In this case, the reaction 2NO2(g) β N2O4(g) consists of two moles of NO2 and one mole of N2O4. Therefore, reducing the volume of the container will favor the formation of the product N2O4 to reduce the number of moles of gas.
Let's denote the original pressure of NO2 as P1 and the original pressure of N2O4 as P2.
We are given:
Initial P1 = 0.724 atm
Initial P2 = 0.0524 atm
Since the volume is halved, the new volume is half of the original volume.
Now, to find the new pressures of NO2 and N2O4 after equilibrium is reestablished, we can use the following expression:
P1' = P1 x (V1'/V1)
P2' = P2 x (V2'/V2)
Where:
P1' = new pressure of NO2
P2' = new pressure of N2O4
V1' = new volume of the container (half of the original volume)
V1 = original volume of the container
V2' = new volume of the container (half of the original volume)
V2 = original volume of the container
Since both V1' and V2' are half of the original volume, the ratios of V1'/V1 and V2'/V2 are both 1/2.
Substituting the given values into the expressions, we get:
P1' = 0.724 atm x (1/2) = 0.362 atm
P2' = 0.0524 atm x (1/2) = 0.0262 atm
Therefore, the pressure of NO2 after equilibrium is reestablished is 0.362 atm, and the pressure of N2O4 after equilibrium is reestablished is 0.0262 atm.
To solve this question, we can use the concept of the ideal gas law and the relationship between pressure, volume, and moles of gas.
First, let's calculate the initial number of moles of NO2 and N2O4. We can use the ideal gas law equation:
PV = nRT
where P is pressure, V is volume, n is the number of moles, R is the ideal gas constant, and T is temperature (which remains constant in this case).
Given:
Pressure of NO2 (PNO2) = 0.724 atm
Pressure of N2O4 (PN2O4) = 0.0524 atm
Since the moles of both gases are related by the balanced equation (2NO2 β N2O4), we can assume x moles of N2O4 and 2x moles of NO2 initially.
Using the ideal gas law, we can rearrange the equation to solve for n:
n = PV / RT
For NO2:
n(NO2) = (PNO2 * V) / RT
For N2O4:
n(N2O4) = (PN2O4 * V) / RT
Now, let's consider the change in volume.
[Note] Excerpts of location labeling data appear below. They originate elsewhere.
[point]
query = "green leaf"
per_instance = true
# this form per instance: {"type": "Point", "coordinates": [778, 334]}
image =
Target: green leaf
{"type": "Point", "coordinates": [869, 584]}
If the volume is reduced to half its original size, the new volume (V') will be V/2.
At equilibrium, the number of moles of NO2 and N2O4 remains constant. The equilibrium expression can be written as:
K = (PN2O4 * PNO2^2) / (PNO2^2)
where K is the equilibrium constant.
Now, let's rewrite the equation using the initial moles:
K = (n(N2O4) * n(NO2)^2) / (n(NO2)^2)
Since the number of moles remains constant at equilibrium, we can equate the two expressions for K:
(n(N2O4) * n(NO2)^2) / (n(NO2)^2) = (PN2O4 * PNO2^2) / (PNO2^2)
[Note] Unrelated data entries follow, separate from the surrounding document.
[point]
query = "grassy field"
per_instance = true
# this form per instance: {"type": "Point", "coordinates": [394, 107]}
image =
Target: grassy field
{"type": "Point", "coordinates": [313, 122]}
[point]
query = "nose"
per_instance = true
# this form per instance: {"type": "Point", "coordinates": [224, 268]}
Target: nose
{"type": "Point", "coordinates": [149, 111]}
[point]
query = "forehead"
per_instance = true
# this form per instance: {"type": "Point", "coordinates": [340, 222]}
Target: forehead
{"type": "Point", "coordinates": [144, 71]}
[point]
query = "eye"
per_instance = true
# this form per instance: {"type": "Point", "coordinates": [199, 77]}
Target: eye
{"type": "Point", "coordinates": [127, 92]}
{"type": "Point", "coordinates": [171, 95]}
Substituting the expressions for n(N2O4) and n(NO2):
((PN2O4 * V) / RT) * (((PNO2 * V) / RT)^2) / (((PNO2 * V) / RT)^2) = (PN2O4 * PNO2^2) / (PNO2^2)
Canceling out the common terms and rearranging, we get:
(V / RT) * (((PNO2 * V) / RT)^2) = PN2O4
Simplifying further:
(PNO2 * V)^2 / (RT)^2 = PN2O4
Now, let's calculate the new pressures using the reduced volume (V/2) after equilibrium is reestablished.
(PNO2' * V/2)^2 / (RT)^2 = PN2O4'
(PNO2' * V^2) / (4 * (RT)^2) = PN2O4'
Substituting the initial pressures, volume, and the constant R:
(0.724 * V^2) / (4 * (RT)^2) = 0.0524
Since the volume remains constant when solving for the ratio of pressures, we can cancel out the V^2 term:
(0.724) / (4 * (RT)^2) = 0.0524
Now, let's solve for PNO2':
PNO2' = (0.0524 * 4 * (RT)^2) / 0.724
Similarly, for PN2O4':
PN2O4' = PN2O4
By plugging in the appropriate values for R and T, you can compute the new pressures PNO2' and PN2O4'.